As I have been a Linux user since the early 90’s, I don’t think Windows is really the right fall-back for me.

[-] KarnaSubarna@lemmy.ml 8 points 2 weeks ago

taking any action required no matter the os

This is not really true for fixed release distros. I can’t remember when was the last time I had to read through the release note before Ubuntu version upgrade, or upgrading any package.

[-] MyNameIsRichard@lemmy.ml 0 points 2 weeks ago

I used to think that, then I learnt the truth. Now-a-days, I say that you may as well use a rolling release because it's not really any more work that a fixed release and you have up to date software.

[-] KarnaSubarna@lemmy.ml 6 points 2 weeks ago

Just to reiterate the same point - in fixed release, a package version is not released until all known issues are resolved.

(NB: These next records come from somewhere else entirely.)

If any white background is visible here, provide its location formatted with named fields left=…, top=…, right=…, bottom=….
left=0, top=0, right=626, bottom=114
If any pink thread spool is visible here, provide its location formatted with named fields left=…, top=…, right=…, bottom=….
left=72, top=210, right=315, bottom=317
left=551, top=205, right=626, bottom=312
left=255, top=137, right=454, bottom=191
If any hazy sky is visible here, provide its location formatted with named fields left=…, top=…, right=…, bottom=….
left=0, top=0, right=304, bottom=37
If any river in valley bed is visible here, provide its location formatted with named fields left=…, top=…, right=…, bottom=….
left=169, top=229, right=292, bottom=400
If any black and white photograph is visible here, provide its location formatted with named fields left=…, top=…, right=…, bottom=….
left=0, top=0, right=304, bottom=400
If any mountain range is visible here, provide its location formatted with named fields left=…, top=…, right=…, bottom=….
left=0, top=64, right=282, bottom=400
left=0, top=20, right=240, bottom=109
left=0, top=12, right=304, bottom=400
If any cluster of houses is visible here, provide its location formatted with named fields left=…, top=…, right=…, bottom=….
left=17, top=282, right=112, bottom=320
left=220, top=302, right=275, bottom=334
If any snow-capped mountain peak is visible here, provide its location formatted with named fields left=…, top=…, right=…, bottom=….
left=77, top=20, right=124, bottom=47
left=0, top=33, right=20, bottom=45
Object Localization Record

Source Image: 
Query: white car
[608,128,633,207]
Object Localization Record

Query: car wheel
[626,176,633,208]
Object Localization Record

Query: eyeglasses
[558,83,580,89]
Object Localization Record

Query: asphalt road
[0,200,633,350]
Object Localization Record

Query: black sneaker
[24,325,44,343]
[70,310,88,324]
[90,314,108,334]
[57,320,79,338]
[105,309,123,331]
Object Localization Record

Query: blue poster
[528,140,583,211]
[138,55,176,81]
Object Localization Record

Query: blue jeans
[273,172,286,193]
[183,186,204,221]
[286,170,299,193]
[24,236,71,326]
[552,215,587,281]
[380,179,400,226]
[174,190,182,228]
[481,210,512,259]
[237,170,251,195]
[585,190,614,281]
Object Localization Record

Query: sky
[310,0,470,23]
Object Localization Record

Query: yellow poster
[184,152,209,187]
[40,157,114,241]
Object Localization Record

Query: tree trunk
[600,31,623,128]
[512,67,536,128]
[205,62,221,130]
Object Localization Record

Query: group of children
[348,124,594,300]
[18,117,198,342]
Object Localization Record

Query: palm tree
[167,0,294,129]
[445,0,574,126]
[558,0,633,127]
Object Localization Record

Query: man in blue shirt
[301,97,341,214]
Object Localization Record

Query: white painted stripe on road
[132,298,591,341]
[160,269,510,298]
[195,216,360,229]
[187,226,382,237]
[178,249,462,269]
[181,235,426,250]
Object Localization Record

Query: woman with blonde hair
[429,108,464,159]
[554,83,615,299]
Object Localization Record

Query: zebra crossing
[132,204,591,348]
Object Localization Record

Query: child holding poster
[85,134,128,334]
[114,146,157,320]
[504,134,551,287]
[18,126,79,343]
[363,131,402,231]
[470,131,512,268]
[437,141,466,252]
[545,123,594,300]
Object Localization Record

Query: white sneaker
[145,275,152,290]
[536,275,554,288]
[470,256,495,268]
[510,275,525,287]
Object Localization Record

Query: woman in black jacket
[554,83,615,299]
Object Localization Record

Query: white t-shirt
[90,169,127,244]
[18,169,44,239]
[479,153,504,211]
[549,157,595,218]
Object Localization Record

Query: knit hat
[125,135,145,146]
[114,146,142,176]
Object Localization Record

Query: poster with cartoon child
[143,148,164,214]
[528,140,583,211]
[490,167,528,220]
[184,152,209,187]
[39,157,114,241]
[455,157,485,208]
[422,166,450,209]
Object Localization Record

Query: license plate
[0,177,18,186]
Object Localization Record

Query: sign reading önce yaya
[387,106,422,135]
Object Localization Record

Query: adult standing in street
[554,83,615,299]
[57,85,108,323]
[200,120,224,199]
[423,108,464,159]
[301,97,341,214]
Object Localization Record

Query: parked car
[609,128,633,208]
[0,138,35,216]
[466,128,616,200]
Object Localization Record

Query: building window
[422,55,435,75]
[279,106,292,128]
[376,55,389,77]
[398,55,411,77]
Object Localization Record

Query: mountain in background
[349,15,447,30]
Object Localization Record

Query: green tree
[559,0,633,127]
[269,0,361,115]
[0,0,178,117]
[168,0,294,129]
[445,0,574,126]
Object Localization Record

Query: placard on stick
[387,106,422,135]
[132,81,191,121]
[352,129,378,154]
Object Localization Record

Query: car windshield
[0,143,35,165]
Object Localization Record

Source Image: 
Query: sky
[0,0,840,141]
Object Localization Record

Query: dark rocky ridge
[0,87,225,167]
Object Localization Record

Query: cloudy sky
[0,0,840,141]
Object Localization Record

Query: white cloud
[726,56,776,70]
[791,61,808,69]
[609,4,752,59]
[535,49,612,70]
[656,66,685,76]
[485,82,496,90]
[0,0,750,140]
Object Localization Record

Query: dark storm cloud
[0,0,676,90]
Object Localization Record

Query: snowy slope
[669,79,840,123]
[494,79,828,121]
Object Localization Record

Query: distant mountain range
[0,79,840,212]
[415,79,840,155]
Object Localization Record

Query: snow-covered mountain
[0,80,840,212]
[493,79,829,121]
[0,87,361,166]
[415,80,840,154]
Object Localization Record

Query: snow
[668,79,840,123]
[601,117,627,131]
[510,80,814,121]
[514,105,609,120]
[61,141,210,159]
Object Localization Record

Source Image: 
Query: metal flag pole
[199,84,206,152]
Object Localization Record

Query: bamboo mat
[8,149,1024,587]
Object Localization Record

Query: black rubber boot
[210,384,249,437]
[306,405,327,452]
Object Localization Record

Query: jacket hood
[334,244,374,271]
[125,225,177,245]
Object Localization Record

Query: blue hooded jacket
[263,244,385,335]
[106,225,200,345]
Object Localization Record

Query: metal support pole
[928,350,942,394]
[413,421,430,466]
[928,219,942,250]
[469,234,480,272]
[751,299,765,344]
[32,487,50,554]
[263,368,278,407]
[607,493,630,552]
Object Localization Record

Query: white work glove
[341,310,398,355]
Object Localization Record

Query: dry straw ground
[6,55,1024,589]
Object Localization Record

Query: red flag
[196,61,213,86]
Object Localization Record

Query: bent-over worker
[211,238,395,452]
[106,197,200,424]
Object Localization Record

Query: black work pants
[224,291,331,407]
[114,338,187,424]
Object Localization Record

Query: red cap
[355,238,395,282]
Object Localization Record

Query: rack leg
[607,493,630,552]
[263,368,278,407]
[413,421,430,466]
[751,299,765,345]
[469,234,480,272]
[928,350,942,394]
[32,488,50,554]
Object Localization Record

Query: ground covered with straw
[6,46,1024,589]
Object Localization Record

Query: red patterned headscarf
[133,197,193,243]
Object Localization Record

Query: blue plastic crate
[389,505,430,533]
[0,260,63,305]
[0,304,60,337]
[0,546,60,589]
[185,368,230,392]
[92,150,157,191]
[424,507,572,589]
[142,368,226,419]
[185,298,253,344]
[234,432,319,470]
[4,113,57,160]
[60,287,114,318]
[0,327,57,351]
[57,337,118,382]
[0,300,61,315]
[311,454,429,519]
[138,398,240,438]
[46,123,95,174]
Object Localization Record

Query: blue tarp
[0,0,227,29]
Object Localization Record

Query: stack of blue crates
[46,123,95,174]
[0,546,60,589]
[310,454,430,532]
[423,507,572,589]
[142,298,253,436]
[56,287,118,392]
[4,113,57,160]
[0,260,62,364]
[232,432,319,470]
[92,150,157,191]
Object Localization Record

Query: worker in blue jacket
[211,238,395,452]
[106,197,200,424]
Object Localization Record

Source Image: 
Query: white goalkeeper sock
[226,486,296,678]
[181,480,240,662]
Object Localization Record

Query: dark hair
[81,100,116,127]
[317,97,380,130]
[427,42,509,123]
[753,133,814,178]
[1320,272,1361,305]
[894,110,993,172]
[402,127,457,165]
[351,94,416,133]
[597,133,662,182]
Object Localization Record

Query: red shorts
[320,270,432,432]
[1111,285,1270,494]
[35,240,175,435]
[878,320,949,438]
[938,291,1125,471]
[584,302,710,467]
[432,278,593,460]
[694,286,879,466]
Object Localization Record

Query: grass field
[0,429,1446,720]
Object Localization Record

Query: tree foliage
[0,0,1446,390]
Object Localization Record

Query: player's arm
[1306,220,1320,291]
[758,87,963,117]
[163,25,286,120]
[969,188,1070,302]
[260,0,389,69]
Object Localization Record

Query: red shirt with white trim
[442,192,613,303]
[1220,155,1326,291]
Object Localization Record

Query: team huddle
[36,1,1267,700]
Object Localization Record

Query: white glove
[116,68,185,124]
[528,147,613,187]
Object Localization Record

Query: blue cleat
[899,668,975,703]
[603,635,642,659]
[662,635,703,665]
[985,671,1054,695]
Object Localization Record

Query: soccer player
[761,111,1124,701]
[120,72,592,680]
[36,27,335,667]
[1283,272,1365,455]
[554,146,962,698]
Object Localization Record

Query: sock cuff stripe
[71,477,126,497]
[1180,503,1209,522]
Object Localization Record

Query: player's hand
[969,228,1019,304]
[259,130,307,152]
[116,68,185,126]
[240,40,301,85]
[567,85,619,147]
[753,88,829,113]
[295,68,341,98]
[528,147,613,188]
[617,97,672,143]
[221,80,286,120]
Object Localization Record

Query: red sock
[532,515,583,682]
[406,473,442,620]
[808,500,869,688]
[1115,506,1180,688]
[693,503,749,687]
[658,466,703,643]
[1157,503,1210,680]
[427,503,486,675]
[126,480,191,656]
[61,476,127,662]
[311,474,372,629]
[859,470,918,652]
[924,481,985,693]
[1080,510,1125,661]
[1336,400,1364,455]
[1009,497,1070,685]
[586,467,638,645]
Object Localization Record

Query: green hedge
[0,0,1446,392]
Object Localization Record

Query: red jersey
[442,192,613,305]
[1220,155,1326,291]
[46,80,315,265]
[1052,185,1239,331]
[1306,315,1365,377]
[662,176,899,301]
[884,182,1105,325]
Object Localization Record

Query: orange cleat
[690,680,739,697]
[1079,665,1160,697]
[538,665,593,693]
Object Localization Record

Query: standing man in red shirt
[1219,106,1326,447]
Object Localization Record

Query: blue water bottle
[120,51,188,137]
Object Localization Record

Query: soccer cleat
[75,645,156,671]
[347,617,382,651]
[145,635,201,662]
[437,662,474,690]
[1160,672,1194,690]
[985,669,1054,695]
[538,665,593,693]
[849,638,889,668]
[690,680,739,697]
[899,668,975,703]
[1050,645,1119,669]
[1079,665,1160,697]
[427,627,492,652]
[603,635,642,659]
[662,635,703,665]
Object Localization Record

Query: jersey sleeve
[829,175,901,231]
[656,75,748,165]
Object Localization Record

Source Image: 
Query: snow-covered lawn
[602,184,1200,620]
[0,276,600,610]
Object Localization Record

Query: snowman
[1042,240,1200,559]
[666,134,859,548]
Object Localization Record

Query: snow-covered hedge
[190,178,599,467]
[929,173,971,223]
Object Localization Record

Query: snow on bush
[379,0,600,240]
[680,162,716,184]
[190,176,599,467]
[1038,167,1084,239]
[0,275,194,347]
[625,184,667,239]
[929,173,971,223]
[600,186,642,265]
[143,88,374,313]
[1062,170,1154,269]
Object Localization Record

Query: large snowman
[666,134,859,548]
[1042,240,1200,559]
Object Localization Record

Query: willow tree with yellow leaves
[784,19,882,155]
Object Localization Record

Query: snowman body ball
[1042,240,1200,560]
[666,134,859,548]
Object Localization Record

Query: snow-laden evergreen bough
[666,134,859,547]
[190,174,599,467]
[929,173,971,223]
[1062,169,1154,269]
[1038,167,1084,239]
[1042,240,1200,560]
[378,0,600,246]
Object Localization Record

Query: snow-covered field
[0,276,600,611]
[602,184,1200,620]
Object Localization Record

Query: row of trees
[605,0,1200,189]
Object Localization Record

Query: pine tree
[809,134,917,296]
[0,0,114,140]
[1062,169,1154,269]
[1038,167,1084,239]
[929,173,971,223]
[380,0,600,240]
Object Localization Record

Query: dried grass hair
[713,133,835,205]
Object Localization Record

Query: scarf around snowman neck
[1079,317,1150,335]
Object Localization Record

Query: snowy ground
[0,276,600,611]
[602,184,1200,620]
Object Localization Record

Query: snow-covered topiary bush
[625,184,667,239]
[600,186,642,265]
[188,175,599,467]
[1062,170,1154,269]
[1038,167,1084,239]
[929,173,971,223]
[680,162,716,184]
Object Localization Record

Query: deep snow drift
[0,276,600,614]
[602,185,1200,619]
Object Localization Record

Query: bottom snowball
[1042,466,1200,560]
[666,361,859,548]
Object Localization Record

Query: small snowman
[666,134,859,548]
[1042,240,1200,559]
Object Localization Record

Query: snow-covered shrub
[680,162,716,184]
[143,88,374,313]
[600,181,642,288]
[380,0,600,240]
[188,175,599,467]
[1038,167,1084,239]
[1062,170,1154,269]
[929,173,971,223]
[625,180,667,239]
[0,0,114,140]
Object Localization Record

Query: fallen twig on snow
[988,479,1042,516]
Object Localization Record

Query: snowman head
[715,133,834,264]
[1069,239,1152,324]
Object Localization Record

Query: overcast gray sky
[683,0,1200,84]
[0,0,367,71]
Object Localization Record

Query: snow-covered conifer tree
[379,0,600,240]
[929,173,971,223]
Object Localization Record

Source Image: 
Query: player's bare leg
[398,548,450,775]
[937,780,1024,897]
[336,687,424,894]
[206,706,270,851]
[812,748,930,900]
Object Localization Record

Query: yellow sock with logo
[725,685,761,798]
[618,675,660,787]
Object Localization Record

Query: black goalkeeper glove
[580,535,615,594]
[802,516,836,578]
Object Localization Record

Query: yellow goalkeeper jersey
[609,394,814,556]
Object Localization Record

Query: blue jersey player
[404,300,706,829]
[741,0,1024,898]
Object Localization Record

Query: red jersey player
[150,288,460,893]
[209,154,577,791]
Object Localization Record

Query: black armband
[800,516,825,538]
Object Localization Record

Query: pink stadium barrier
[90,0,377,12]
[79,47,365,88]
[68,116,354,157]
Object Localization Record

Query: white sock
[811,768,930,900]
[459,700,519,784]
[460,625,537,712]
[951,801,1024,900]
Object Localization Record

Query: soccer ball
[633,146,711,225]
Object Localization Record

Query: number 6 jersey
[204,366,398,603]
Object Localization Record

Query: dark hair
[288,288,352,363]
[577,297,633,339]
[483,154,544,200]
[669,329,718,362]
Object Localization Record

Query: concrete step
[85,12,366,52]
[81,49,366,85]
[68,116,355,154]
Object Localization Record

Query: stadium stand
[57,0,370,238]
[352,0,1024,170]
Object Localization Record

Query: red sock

At no point, it is end user responsibility to bother checking anything before installing a new version.

[-] MyNameIsRichard@lemmy.ml 2 points 2 weeks ago

Oh yes, the most mythical of software. Bug free.

[-] KarnaSubarna@lemmy.ml 7 points 2 weeks ago

Bugs are of two types - known (found during testing by Distro maintainer) and unknown.

Fixed release fixes known bugs before pushing packages.

It is following the standard development life cycle.

[-] MyNameIsRichard@lemmy.ml 4 points 2 weeks ago

Fixed release fixes known bugs before pushing packages.

So do rolling releases. What's your point?

[-] KarnaSubarna@lemmy.ml 3 points 2 weeks ago* (last edited 2 weeks ago)

Are you familiar with the term "Regression testing"?

[-] RaivoKulli@sopuli.xyz 1 points 2 weeks ago

in fixed release, a package version is not released until all known issues are resolved.

That's not really true. It's more important that the issues are known. Sometimes they actually wait longer to fix issues since it would introduce changes

[-] KarnaSubarna@lemmy.ml 2 points 2 weeks ago

My bad, I meant "known major issues". If minor issues are not fixed, they document it on release note. But, at no point any fixed release distro ever released breaking changes "knowingly".

[-] Legisign@europe.pub 5 points 2 weeks ago

Well… not really. My current installation of Tumbleweed is three and a half years old, and back in 2022 the only reason I re-installed it was changing the NVMe drive. I’ve never read factory mailing list and don’t ever recall having made manual interventions. I’ve just booted it, updated (zypper ref; zypper dup), rebooted and continued working.

[-] brisk@aussie.zone 1 points 1 week ago* (last edited 1 week ago)

You can do this on Arch too and it will work great until it doesn't. Manual interventions are rare and usually don't affect everyone.